The National Association of Social Workers, Washington Coalition of Sexual Assault Programs, Washington Chapter of the American Academy of Pediatrics, Washington Education Association and the Sexual Violence Law Center are among supporters of the sex ed bill, encouraging voters to approve Referendum 90.

The group Approve 90, Safe & Healthy Youth Washington, had raised $1.5 million as of Friday, according to the Washington Public Disclosure commission.

What do the opponents say?

Those opposed to the bill say it takes away local community and district say in what students should be taught. If districts develop their own curricula, it would add financial burden and detract focus from other core subjects. They also say it threatens to sexualize kids from a young age. Much of the emphasis has been placed on concern over K-5 students being taught content inappropriate for their age.

Kathlen Wierschke , who has a graduate degree in social work and represents the Reject Referendum 90 campaign in the Tri-Cities, said opponents aren’t against sex ed.

“We’re not opposed to sex ed. It’s going through our schools. Some of our kids, a lot of our kids have already had sex ed,” said Wierschke. “There is a place and our kids need to be taught, and we do recognize that some parents don’t teach this to their children, so we understand the need for it to be taught in a different setting.”

She said there are good points to the curriculum. But she said she has concerns about some of the topics in OSPI-approved curriculum. For example, she said, teaching kids the anatomical name of body parts is understandable.
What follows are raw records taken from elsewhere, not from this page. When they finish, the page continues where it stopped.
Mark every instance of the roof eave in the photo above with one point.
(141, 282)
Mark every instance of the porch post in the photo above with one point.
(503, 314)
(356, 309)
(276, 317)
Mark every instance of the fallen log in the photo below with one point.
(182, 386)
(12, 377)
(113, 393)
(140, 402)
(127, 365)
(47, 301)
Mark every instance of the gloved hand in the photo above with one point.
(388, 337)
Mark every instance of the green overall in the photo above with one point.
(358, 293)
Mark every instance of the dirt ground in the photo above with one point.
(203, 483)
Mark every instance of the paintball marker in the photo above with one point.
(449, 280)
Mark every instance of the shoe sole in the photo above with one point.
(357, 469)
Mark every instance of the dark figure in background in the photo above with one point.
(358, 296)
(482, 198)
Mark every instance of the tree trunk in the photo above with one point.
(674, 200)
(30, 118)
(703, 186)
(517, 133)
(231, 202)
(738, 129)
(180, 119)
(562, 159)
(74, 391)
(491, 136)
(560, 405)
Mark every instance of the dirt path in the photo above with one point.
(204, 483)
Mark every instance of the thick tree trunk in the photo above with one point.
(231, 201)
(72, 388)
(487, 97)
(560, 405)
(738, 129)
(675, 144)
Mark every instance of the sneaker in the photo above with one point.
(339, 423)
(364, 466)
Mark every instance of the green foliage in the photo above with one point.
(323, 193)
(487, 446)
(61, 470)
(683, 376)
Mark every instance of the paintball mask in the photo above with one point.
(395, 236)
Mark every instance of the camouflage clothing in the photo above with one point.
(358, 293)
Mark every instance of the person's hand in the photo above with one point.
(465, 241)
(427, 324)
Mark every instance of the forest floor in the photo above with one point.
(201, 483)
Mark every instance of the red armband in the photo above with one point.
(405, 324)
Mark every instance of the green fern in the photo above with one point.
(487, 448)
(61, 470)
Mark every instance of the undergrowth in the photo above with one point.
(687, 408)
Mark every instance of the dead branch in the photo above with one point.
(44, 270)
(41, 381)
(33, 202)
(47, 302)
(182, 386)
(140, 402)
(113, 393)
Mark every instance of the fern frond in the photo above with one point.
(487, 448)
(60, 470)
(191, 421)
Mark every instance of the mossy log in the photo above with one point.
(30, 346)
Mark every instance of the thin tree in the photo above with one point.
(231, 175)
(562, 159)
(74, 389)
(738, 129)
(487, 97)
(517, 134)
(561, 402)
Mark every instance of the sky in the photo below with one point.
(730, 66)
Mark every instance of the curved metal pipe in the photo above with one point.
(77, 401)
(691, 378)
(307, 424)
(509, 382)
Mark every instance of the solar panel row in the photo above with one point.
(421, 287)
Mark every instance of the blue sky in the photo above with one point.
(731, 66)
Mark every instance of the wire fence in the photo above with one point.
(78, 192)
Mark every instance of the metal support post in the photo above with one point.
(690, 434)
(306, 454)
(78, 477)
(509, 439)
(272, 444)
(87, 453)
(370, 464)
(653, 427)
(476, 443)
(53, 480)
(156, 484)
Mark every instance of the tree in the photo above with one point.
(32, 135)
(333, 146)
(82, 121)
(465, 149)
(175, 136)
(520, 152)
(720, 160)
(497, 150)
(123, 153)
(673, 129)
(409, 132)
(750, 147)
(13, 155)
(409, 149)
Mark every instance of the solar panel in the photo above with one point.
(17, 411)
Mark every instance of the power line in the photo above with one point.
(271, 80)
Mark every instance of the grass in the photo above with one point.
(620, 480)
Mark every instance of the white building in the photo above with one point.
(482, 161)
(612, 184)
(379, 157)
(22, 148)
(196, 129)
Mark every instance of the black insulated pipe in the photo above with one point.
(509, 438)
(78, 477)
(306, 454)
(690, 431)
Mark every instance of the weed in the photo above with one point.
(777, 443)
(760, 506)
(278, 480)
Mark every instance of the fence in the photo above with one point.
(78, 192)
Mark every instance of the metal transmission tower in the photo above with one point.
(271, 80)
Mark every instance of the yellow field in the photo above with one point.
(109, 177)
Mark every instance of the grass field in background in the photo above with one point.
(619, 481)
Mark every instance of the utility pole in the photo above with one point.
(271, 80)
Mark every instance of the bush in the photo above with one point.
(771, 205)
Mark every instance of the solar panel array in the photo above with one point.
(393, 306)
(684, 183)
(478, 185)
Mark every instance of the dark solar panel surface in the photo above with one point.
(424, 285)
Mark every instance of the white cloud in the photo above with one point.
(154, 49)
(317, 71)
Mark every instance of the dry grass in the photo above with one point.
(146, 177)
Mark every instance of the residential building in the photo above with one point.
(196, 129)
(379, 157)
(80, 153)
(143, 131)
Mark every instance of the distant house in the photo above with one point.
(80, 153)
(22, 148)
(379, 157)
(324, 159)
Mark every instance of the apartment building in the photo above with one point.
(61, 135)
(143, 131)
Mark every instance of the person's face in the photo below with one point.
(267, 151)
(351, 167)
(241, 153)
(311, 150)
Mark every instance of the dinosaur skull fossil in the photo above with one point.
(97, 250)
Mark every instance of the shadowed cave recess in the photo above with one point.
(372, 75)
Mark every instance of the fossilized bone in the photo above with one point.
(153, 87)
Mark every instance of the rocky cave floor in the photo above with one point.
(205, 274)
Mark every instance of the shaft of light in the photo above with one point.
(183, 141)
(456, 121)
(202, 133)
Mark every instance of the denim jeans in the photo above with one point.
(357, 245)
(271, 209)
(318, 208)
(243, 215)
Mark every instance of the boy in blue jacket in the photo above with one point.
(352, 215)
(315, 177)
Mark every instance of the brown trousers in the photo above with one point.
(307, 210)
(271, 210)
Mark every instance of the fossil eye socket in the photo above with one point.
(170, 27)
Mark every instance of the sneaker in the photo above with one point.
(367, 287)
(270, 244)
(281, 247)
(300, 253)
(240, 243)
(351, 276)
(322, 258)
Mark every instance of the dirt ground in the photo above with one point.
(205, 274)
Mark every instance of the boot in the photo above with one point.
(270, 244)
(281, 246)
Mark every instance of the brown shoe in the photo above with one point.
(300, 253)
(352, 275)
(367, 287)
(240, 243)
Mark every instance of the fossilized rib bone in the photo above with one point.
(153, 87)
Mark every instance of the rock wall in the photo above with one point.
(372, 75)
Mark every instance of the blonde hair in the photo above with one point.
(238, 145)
But in at least one state-approved curriculum, she said there was explanation of body parts creating pleasure when touched. Wierschke said this is inappropriate for young kids, and could make the victims of sexual abuse feel an unwarranted sense of shame for not having had that response when they were victimized.

She said that while there is the option for school districts to create their own curriculum, it would require time and cost of small districts that couldn’t afford it. She said the bill’s minimum requirement of six lessons across K-12 would not provide enough time to address all of the requirements, making the burden greater than it might sound.

Wierschke also said she thought language translation requirements should have been written into the bill so that parents and guardians were guaranteed to have access for review in their own language, making it more feasible for them to opt out their students as desired.

She said districts should be strongly encouraged to offer sexual health education, but that no new requirement should be rolled out statewide.

“I don’t believe in any forced mandate,” she said. “Is there more our kids should be knowing? Probably … But I think it should be left to the parents and the school board to decide whether they’re going to implement (comprehensive sex ed) or not. And multiple districts around the state have done that. Forcing the remaining districts to do that, I don’t think is OK.”

Reject Ref-90, known as Parents for Safe Schools, has raised $366,000, according to the WPDC. The campaign has been endorsed by the Washington State Republican Party, My Family My Choice, and the state House and Senate Republican caucuses.